Jednocześnie źródła publikacji zwracają uwagę, że Moskwa nie stawia sobie za cel zerwania stosunków z Waszyngtonem, będąc wciąż otwartą na dialog ze Stanami Zjednoczonymi, w przypadku otrzymania odpowiedniej inicjatywy ze strony ich.
Warto zaznaczyć, że po raz pierwszy Moskwa dowiedziała się o zawieszeniu swojego udziału we wspomnianym porozumieniu 21 lutego br. Takie oświadczenie złożył tego dnia prezydent Władimir Putin.

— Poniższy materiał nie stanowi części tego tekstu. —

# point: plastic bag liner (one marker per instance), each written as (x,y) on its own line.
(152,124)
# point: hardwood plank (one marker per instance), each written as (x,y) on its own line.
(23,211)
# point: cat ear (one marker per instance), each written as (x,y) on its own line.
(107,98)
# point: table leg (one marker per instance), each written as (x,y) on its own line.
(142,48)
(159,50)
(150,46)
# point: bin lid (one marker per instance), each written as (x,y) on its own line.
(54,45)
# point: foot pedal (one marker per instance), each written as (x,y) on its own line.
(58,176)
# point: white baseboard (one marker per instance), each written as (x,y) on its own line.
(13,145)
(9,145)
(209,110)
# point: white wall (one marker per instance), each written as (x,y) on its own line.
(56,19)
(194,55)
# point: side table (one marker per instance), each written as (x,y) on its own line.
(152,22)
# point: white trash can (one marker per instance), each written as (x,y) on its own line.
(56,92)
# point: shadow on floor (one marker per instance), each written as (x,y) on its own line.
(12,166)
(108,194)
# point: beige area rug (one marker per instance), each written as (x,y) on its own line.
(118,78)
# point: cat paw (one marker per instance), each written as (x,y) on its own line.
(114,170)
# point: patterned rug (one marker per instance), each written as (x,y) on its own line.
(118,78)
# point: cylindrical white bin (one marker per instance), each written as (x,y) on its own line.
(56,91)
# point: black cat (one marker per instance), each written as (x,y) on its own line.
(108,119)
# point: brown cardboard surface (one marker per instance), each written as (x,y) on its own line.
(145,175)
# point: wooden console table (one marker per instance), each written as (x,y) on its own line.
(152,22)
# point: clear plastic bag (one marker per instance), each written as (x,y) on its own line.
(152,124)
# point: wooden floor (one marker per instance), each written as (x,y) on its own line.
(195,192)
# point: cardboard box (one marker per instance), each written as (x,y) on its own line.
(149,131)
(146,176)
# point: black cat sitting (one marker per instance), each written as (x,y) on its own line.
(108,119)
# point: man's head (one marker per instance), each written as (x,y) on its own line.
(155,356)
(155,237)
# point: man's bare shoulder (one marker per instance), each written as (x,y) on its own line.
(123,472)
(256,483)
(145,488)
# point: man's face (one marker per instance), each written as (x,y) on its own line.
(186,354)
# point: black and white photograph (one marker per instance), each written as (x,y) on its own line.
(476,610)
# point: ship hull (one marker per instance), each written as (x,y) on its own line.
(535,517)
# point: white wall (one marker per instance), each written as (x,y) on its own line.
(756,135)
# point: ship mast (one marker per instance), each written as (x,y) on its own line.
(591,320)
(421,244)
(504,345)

Głównymi powodami takiej decyzji ze strony Rosji, zdaniem głowy państwa, było naruszenie przez Stany Zjednoczone postanowień dokumentu, a mianowicie posiadanych przez nie informacji dotyczących opracowywania przez oficjalny Waszyngton nowych rodzajów bronie nuklearne. Rosyjski przywódca wymienił m.in. swoje studium kwestii ewentualnej próby nuklearnej broń.

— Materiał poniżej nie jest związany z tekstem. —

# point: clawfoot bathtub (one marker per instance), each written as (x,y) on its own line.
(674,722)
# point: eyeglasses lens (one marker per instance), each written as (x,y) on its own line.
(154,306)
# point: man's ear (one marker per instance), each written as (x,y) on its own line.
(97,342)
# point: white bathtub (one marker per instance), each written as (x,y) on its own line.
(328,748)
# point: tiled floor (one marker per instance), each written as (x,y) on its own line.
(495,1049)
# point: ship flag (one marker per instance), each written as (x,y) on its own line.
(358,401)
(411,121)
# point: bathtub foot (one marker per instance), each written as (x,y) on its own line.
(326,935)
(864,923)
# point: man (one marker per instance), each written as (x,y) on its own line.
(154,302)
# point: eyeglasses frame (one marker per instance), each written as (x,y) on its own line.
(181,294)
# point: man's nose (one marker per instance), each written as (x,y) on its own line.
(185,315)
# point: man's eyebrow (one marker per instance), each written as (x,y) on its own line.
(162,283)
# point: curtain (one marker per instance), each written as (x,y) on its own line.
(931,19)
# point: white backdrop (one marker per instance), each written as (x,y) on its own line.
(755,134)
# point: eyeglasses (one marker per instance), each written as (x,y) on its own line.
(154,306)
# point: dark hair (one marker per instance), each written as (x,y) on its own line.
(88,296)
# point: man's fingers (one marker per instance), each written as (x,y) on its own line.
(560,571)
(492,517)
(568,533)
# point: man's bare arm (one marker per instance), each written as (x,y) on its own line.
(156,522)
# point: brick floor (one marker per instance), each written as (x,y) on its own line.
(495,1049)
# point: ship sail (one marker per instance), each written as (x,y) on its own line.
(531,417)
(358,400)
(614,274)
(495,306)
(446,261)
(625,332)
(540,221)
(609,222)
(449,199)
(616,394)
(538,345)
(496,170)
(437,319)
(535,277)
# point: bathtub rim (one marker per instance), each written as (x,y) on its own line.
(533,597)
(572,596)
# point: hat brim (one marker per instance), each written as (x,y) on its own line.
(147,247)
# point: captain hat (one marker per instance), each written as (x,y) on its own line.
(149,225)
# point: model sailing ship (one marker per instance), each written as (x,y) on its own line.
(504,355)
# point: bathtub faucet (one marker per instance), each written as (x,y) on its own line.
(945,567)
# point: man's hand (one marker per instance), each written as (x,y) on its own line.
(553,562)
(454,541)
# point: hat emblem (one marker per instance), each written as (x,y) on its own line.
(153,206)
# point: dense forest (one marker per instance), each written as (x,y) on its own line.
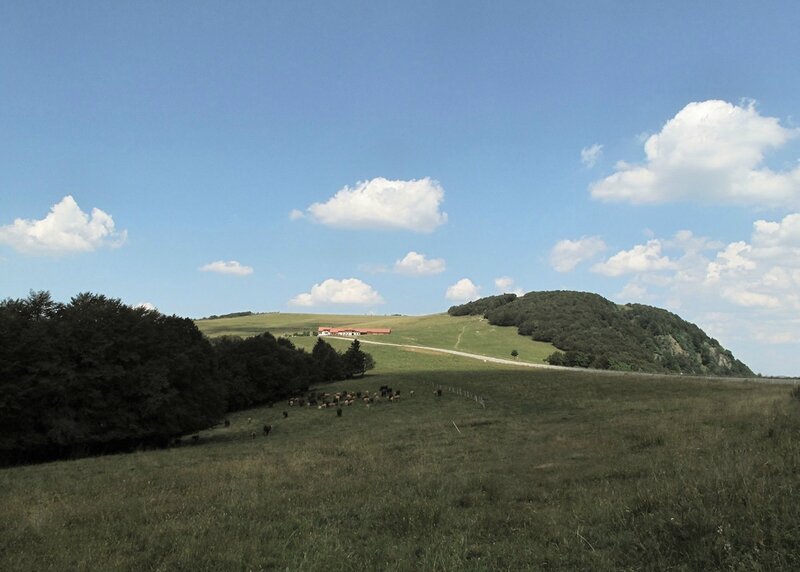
(95,376)
(594,332)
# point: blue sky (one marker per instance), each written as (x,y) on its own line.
(372,157)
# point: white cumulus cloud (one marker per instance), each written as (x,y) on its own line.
(418,264)
(710,152)
(331,291)
(383,204)
(65,229)
(590,155)
(567,254)
(227,267)
(641,258)
(463,291)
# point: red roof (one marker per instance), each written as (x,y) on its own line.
(354,330)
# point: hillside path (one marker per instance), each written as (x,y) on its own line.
(462,354)
(488,359)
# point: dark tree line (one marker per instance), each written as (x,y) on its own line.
(594,332)
(95,376)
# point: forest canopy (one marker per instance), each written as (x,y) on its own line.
(594,332)
(95,375)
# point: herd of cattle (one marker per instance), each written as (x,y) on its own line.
(326,400)
(338,400)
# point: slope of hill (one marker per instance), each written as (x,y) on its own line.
(465,333)
(594,332)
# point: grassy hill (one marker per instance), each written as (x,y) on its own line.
(562,470)
(466,333)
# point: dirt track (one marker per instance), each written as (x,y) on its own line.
(488,359)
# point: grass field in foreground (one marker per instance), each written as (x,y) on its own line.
(471,334)
(560,471)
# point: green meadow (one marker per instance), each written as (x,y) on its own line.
(555,470)
(471,334)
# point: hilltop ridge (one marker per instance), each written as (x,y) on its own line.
(591,331)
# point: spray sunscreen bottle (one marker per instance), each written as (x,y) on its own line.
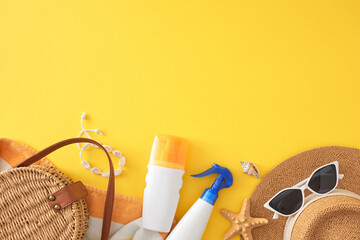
(193,224)
(163,182)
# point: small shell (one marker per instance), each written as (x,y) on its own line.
(95,170)
(250,169)
(105,174)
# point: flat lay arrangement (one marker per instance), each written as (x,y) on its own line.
(179,120)
(46,204)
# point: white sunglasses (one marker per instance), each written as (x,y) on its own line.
(290,200)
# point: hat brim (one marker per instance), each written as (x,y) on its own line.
(294,170)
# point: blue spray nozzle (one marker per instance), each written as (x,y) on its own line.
(224,180)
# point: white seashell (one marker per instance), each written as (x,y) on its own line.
(117,172)
(108,148)
(117,153)
(85,146)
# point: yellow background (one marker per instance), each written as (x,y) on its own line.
(254,81)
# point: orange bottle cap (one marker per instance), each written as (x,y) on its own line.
(169,151)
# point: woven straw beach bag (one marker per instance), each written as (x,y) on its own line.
(38,202)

Z kolei władze amerykańskie zdecydowały również o wstrzymaniu realizacji szeregu klauzul porozumienia. Tym samym przestali przekazywać Federacji Rosyjskiej podstawowe dane o swoich strategicznych siłach nuklearnych, informacje telemetryczne o wystrzeleniach swoich międzykontynentalnych pocisków balistycznych, a także pociski balistyczne z okrętów podwodnych (SLBM). Ponadto państwa nie powiadamiają już strony rosyjskiej o stanie i lokalizacji obiektów podlegających START-3, nie zezwalając rosyjskim specjalistom na wjazd na terytorium ich kraju w celu przeprowadzenia odpowiednich kontroli.
Jak stwierdzono w Białym Domu, Waszyngton wyraził gotowość do udziału w tworzeniu nowego wielostronnego systemu kontroli zbrojeń wraz ze stałymi członkami Rady Bezpieczeństwa ONZ – Rosją, Chinami, Wielką Brytanią i Francją.